Both the US and China can do a lot in managing global challenges and more so in reining in North Korea’s nuclear ambitions and addressing climate change. China has championed the transition from fossil fuel-based economy to renewable sources. It has become the largest producer of electric cars, which would be transformational in reducing the global carbon emission. The paradox is that when countries ascend in power due to economic and military strength, the likelihood of their competition to preserve one’s dominance in global affairs increases. This is exactly what has happened in US-China relations as US is anxious to ensure that its dominance remains intact and China worries that the US action imperils its peaceful rise.

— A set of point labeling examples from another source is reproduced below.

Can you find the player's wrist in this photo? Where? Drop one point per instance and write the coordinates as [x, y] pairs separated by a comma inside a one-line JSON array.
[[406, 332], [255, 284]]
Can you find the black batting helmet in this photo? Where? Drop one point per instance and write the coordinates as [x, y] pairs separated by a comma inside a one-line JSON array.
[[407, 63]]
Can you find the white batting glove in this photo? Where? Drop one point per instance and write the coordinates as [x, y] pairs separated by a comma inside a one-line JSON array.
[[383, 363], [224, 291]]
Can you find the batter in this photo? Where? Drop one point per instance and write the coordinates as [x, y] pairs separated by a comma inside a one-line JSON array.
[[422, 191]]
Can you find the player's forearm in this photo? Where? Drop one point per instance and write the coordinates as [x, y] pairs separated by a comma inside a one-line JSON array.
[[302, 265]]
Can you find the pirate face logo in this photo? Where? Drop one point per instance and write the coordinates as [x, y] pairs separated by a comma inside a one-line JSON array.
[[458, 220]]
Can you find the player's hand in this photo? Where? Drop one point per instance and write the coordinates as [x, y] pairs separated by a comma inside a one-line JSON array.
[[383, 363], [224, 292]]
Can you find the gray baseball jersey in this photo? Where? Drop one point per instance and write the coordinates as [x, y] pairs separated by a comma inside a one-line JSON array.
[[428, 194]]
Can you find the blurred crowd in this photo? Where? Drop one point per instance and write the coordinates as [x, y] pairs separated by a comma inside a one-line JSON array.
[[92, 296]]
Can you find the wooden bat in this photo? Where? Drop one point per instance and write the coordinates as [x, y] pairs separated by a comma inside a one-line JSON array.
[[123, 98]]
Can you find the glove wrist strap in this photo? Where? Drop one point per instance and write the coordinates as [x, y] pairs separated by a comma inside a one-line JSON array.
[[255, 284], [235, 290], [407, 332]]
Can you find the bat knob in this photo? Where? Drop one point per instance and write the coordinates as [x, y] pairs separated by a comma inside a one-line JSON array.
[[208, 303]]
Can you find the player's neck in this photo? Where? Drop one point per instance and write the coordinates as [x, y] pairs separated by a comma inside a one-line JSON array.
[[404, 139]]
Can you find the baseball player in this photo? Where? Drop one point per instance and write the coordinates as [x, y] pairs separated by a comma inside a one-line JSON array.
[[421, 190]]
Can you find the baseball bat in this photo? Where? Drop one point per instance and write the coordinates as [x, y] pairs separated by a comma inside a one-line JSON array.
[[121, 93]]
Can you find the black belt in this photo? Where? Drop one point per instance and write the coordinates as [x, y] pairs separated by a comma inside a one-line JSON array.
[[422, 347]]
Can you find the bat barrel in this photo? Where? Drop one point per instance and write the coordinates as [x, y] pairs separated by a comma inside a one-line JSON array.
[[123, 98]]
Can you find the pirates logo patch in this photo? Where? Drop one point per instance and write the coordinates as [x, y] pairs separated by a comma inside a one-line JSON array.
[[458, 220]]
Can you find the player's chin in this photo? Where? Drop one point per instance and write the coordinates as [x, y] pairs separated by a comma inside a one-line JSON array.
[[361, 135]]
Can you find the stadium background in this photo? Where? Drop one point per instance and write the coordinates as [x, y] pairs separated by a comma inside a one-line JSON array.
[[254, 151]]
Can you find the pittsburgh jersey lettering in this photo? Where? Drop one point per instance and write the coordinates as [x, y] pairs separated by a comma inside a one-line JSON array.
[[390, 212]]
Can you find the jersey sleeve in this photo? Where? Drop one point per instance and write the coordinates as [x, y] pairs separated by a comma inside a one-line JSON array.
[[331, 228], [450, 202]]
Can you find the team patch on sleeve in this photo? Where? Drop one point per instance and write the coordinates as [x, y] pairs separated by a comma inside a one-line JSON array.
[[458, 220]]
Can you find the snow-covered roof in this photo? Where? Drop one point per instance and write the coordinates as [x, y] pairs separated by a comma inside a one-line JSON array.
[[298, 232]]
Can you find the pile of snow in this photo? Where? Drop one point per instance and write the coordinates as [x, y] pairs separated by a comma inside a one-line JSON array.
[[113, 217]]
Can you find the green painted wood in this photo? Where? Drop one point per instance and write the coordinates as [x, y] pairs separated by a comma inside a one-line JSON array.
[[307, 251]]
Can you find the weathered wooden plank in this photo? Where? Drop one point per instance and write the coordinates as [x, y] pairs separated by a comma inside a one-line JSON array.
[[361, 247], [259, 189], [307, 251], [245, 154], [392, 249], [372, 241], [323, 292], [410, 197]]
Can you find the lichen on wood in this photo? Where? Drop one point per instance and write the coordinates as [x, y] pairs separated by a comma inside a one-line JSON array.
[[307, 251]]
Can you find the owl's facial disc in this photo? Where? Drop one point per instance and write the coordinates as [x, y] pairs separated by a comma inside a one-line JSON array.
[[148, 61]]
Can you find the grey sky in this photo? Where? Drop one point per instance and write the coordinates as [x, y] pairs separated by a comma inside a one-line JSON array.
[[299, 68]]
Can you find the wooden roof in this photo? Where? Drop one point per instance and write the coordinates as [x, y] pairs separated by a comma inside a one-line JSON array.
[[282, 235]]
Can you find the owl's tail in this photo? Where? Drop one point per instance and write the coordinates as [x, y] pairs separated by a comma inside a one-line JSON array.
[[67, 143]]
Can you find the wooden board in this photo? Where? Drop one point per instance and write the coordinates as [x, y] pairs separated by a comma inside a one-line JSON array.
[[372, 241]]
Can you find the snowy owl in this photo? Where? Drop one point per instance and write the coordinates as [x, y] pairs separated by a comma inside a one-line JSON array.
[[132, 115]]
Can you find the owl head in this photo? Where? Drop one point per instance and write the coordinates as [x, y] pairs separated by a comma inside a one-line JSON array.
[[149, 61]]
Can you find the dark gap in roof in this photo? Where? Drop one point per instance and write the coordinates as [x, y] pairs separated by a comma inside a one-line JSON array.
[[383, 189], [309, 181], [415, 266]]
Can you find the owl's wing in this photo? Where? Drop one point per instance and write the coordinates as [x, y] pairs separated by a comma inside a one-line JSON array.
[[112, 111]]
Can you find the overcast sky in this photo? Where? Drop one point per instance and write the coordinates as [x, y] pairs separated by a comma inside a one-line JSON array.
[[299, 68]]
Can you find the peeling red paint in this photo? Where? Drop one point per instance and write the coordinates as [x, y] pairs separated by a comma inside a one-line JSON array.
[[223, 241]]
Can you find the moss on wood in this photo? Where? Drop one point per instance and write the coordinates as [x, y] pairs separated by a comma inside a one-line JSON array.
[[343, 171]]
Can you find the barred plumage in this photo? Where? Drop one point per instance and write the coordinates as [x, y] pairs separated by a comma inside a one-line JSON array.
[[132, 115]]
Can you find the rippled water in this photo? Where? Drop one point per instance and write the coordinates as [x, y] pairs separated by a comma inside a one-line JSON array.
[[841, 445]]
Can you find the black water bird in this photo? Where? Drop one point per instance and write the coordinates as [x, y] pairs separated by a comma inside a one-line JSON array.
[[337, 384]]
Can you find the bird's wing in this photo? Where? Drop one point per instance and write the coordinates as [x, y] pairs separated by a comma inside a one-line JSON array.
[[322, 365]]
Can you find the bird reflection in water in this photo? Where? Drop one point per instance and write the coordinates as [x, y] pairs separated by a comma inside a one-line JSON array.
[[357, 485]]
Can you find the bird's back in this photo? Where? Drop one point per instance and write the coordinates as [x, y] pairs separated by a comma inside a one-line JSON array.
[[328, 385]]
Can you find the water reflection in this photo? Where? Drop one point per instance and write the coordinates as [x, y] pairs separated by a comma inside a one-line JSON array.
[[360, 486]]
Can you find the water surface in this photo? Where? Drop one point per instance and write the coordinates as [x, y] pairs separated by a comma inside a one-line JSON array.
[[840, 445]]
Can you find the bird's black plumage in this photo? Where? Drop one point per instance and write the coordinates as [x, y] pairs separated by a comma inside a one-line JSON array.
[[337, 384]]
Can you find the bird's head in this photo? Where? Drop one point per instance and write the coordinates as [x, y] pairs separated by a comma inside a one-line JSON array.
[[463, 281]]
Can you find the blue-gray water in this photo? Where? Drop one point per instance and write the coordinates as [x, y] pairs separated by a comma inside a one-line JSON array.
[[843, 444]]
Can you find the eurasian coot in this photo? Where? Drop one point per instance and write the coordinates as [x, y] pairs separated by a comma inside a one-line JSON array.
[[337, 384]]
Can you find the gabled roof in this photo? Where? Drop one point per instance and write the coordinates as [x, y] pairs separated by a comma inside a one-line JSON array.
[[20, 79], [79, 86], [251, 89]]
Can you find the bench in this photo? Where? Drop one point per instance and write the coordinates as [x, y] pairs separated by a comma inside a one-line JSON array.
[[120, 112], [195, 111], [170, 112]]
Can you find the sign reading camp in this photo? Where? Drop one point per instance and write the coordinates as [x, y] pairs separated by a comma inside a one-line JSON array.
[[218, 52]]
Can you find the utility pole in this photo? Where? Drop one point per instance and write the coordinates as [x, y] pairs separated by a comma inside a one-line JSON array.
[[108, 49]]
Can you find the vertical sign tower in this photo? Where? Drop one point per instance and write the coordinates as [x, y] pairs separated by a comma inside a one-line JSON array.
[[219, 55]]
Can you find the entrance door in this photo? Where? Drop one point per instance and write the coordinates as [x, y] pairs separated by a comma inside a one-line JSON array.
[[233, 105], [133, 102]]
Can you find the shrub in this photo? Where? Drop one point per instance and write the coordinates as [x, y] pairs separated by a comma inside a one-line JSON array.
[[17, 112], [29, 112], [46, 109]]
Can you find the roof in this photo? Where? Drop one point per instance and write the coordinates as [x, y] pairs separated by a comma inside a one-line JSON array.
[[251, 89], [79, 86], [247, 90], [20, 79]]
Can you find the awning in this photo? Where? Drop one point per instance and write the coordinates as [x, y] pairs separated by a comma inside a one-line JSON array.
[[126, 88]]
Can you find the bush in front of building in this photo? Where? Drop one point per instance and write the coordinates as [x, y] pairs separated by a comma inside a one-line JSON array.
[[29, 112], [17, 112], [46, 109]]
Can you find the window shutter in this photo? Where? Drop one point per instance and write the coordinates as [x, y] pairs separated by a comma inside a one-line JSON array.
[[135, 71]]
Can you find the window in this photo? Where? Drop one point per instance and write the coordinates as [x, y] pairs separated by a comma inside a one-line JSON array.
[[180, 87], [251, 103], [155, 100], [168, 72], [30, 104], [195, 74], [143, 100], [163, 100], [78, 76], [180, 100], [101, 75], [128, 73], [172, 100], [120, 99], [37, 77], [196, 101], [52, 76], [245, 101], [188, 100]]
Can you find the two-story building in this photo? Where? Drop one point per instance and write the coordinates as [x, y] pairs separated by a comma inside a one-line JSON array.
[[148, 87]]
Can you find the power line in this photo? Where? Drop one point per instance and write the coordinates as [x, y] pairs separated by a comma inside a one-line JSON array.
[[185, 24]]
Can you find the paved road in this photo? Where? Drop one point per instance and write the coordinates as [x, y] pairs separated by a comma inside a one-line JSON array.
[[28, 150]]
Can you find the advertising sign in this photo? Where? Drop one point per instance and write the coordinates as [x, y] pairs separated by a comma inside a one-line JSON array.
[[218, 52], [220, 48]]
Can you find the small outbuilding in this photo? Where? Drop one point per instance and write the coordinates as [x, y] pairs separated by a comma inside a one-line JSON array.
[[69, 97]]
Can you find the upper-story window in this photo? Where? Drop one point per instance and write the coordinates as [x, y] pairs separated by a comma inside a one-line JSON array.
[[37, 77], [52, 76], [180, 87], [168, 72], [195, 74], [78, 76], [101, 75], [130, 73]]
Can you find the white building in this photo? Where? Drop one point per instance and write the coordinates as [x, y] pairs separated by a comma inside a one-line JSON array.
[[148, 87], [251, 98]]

Existing tensions between them reflect more of a relationship between an existing superpower and a rising power than anything else. In the opinion of Richard Haass, the US and China are peer competitors and their confrontation can have serious repercussions on the geopolitics of the twenty-first century. The Chinese mega infrastructure project known as Belt and Road Initiative (BRI) is an example of its grand commercial mercantilist move with political designs to enhance its global influence. This concept is deeply rooted in the psyche of US policy makers. They emphasise that America must be more strategic in planning its economic future.

Interdependence
American thinkers believe that China’s unveiling of Made in China 2025 programme in 2015 underscores the country’s willingness to use government subsidies and state-owned enterprises to dominate key technologies. Their fear is that China is changing the global economic system instead of that system changing China’s. The US attitude to China is sharply influenced by Beijing’s suspension of the export of the medical supplies including face masks produced in Shanghai by American 3M company during the pandemic. This has reinforced their conviction that it should not rely on foreigners for critical products. Being cognizant of this the Biden government has announced a 100-day review of supply chains involving technologies including pharmaceuticals and their active ingredients.
Despite their adversarial relations, there is hardly any alternative to US-China cooperation for tackling world’s gravest challenges like pandemic and climate change. Their interdependence will hopefully prevent the strategic competition from turning into confrontation, which is beneficial to the humanity as a whole.